Aims We aimed to examine Respiratory Syncytial Virus (RSV) bronchiolitis hospital admission rates among term and preterm infants in England.
Methods We developed a population-based birth cohort with follow-up to age 1 year using the Hospital Episode Statistics (HES) database. We identified individual birth records from a twelve month period (01/04/2007 to 31/03/2008), from 71 NHS hospitals across England (where >90% of their birth records contained complete recording of key variables, birth weight and gestational age) and linked to subsequent hospital admission records. Infants were considered preterm if, their birth weight was less than 1500 g, their gestational age at birth was less than 37 weeks or they had a diagnostic code indicating short gestation. We identified emergency admissions with a primary diagnosis of acute bronchiolitis and then calculated bronchiolitis hospital admission rates among term and preterm born infants.
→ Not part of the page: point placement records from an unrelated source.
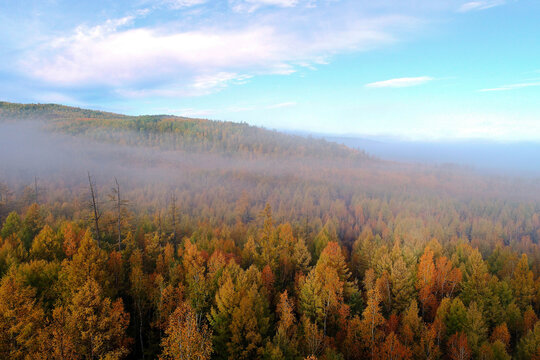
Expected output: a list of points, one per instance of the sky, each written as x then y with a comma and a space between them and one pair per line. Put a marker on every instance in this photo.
413, 69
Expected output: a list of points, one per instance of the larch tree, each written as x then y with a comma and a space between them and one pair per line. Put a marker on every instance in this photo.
186, 338
21, 320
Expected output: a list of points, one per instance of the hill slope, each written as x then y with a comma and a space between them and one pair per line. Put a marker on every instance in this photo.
173, 132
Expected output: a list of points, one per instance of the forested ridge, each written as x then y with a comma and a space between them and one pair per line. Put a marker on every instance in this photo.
182, 238
172, 132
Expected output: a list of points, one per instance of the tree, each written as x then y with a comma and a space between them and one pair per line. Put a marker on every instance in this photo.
46, 245
90, 262
501, 333
94, 203
426, 281
523, 283
393, 349
20, 320
120, 208
475, 328
372, 321
97, 325
186, 338
458, 347
402, 280
456, 318
240, 317
285, 342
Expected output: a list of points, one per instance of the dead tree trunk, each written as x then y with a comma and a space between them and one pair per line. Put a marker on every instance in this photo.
119, 214
95, 208
173, 215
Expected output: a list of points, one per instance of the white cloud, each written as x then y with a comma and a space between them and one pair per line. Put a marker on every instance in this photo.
282, 105
480, 5
401, 82
252, 5
511, 87
179, 4
117, 55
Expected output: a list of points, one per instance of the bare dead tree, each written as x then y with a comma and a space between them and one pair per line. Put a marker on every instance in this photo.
95, 207
120, 207
37, 190
173, 215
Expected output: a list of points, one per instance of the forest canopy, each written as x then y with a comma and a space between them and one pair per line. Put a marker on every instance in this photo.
176, 238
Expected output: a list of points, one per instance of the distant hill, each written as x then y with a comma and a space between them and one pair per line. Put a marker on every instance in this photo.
174, 133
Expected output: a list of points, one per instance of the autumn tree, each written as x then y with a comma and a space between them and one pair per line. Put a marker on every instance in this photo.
186, 338
20, 320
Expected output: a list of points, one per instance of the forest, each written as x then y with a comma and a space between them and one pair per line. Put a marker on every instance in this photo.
162, 237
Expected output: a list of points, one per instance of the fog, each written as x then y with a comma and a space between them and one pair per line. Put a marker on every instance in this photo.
505, 158
61, 162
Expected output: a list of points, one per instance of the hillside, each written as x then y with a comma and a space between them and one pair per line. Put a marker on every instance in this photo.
171, 232
173, 132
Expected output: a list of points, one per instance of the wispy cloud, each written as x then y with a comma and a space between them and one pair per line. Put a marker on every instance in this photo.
401, 82
281, 105
480, 5
512, 87
119, 55
191, 112
252, 5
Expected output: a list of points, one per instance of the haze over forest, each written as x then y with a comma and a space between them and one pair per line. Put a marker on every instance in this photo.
269, 180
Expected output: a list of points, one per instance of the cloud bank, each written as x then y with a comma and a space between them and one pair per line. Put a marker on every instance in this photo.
401, 82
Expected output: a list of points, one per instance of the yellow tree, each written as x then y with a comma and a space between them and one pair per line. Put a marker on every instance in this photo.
185, 337
20, 320
372, 321
97, 325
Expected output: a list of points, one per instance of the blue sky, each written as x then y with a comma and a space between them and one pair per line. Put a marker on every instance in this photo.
417, 69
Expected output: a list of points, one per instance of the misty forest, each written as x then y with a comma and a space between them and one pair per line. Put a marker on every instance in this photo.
161, 237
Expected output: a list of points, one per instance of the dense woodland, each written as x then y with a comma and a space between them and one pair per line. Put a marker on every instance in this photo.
192, 239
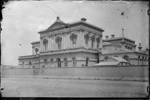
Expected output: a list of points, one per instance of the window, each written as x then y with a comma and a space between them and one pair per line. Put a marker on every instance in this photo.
58, 41
87, 60
45, 61
65, 62
51, 60
36, 50
92, 41
98, 42
22, 64
59, 62
126, 57
30, 63
106, 58
74, 61
86, 37
73, 38
45, 43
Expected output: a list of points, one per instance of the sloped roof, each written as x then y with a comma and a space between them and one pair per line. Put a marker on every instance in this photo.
58, 24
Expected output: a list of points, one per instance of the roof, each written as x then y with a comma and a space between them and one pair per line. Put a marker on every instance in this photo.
35, 42
116, 62
58, 24
123, 51
119, 51
106, 43
119, 59
107, 63
117, 38
109, 43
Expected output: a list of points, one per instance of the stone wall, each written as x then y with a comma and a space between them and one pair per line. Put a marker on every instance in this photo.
105, 72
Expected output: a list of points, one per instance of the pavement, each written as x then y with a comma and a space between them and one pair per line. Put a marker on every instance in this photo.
51, 87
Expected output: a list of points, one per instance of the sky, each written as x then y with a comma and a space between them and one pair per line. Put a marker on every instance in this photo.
22, 20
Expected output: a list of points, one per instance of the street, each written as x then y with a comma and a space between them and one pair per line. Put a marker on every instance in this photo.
38, 87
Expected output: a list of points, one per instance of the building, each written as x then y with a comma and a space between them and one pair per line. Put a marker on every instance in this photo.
124, 48
114, 61
76, 44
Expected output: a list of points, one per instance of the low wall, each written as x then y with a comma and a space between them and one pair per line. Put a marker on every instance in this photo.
111, 72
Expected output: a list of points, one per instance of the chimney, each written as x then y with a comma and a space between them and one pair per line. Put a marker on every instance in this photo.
83, 19
58, 18
112, 35
140, 47
107, 36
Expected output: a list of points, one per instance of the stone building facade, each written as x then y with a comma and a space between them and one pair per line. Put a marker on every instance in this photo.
62, 44
124, 48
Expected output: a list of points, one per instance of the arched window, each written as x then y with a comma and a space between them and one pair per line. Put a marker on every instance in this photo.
65, 62
58, 41
45, 43
30, 63
98, 42
86, 37
74, 61
92, 41
51, 60
126, 57
87, 61
22, 64
59, 62
106, 58
45, 61
36, 50
73, 38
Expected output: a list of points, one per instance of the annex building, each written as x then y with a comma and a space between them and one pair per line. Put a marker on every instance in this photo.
76, 44
125, 48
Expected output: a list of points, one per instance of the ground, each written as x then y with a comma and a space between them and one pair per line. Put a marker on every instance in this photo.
40, 87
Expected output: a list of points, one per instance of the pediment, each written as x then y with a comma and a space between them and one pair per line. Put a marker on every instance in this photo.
56, 25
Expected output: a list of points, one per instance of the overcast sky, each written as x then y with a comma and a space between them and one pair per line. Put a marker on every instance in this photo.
22, 20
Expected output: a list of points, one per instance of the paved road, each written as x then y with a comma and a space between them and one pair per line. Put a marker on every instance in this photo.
35, 87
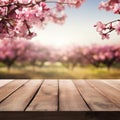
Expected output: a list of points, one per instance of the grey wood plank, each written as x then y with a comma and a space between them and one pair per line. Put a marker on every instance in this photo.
4, 82
95, 100
47, 97
111, 93
69, 97
19, 100
9, 88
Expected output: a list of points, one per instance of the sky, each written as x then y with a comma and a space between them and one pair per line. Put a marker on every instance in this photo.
78, 27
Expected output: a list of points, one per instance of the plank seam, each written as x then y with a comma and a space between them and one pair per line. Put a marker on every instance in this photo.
58, 98
82, 96
99, 91
13, 91
111, 85
33, 96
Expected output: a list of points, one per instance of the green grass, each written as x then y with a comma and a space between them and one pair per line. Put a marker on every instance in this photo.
59, 72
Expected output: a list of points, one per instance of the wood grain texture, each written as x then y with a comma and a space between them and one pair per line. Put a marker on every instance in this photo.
46, 98
108, 91
4, 82
69, 97
8, 89
95, 100
21, 98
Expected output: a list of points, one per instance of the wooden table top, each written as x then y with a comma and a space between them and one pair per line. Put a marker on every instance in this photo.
59, 95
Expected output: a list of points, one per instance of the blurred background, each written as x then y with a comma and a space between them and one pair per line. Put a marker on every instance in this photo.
72, 50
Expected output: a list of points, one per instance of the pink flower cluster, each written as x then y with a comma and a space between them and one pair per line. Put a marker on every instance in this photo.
111, 5
105, 29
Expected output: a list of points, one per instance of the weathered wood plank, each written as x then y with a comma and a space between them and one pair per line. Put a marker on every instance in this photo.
108, 91
9, 88
19, 100
4, 82
95, 100
47, 97
69, 97
113, 83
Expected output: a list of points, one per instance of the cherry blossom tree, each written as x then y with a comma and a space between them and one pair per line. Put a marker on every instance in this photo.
18, 17
11, 50
103, 55
105, 29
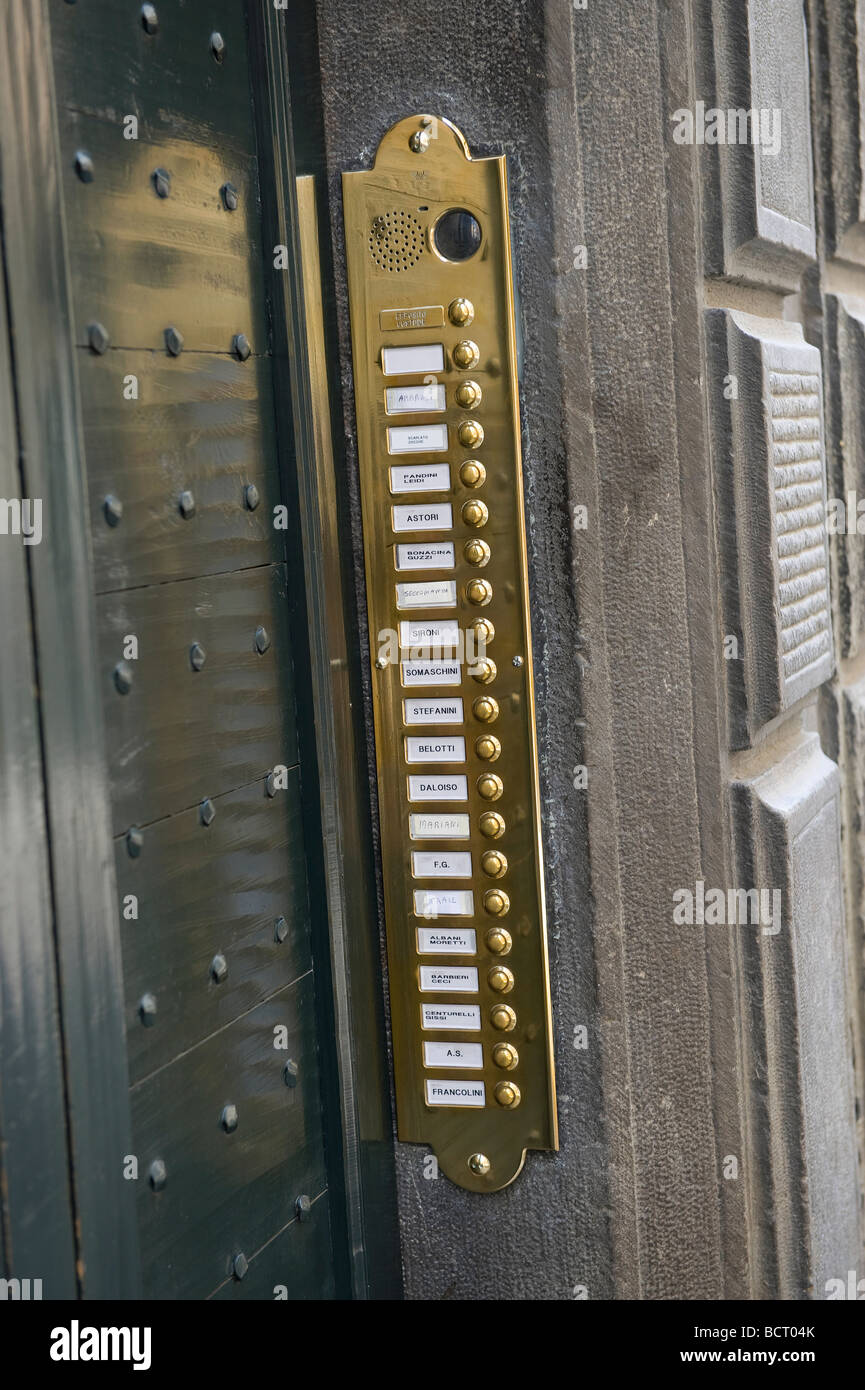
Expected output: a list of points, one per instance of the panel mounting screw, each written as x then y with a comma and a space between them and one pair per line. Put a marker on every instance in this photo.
146, 1009
84, 166
162, 182
123, 677
419, 141
156, 1175
228, 1119
98, 338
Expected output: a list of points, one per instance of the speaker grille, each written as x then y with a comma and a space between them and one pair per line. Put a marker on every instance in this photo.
395, 241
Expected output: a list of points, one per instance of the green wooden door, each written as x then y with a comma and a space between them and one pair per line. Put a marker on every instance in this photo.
196, 613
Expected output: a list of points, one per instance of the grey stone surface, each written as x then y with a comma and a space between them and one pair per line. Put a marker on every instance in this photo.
844, 357
801, 1161
758, 210
839, 77
627, 620
612, 419
765, 399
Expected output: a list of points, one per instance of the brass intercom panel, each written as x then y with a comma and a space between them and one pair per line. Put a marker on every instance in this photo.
438, 439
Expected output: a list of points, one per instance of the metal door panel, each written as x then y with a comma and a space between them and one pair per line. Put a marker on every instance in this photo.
228, 1191
294, 1265
145, 263
106, 63
234, 888
196, 426
182, 734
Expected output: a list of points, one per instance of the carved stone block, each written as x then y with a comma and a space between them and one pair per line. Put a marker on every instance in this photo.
765, 395
844, 356
754, 120
801, 1166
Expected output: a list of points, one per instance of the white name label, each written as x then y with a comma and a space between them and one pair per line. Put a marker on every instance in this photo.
399, 362
442, 863
427, 631
438, 788
455, 1054
433, 710
435, 594
431, 673
431, 477
458, 1018
438, 555
456, 1093
399, 401
444, 902
435, 749
423, 516
417, 438
454, 979
438, 827
437, 941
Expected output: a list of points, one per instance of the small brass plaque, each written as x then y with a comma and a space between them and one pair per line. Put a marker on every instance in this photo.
452, 685
426, 316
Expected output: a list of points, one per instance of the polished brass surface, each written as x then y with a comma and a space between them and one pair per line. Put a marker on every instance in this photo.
501, 979
494, 862
483, 628
488, 748
508, 1094
476, 512
498, 941
470, 434
469, 395
466, 353
399, 281
490, 787
479, 591
497, 902
472, 473
477, 552
491, 824
486, 708
461, 312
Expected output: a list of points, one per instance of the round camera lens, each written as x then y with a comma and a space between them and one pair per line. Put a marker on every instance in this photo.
456, 235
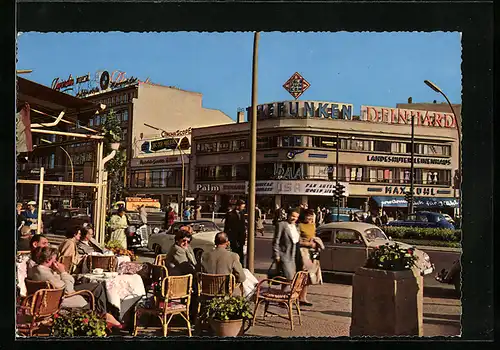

Results Among our birth cohort (n=296618), there were 7189 admissions to hospital with bronchiolitis during the first year of life, 24.2 admissions per 1000 infants under 1 year (95% CI 23.7 to 24.8). In total 12% (880/7189) of infants admitted with bronchiolitis were born preterm. Admission rates were higher among infants born preterm (52.9 per 1000 infants (95% CI 49.5 to 56.5)) compared with those born at term (22.5 per 1000 infants (95% CI 22.0 to 23.1)). The modal age group for bronchiolitis admissions was infants aged 1 month. The median age of bronchiolitis admission among infants born preterm was 137 days (IQR = 75 to 227) compared with 118 days (IQR = 59 to 207) among infants born at term (p<0.001). The median length of bronchiolitis admission among preterm infants was 1 day (IQR = 0 to 4 days) and among infants born at term was also 1 day (IQR = 0 to 3 days).
Conclusion Our study shows that 88% of infants admitted to hospital with bronchiolitis in England are born at term and many are admitted for just 1 day. The peak in RSV bronchiolitis admissions at age 1 month is earlier than previously reported in other developed countries. These findings have important implications for both active and passive immunisation policies.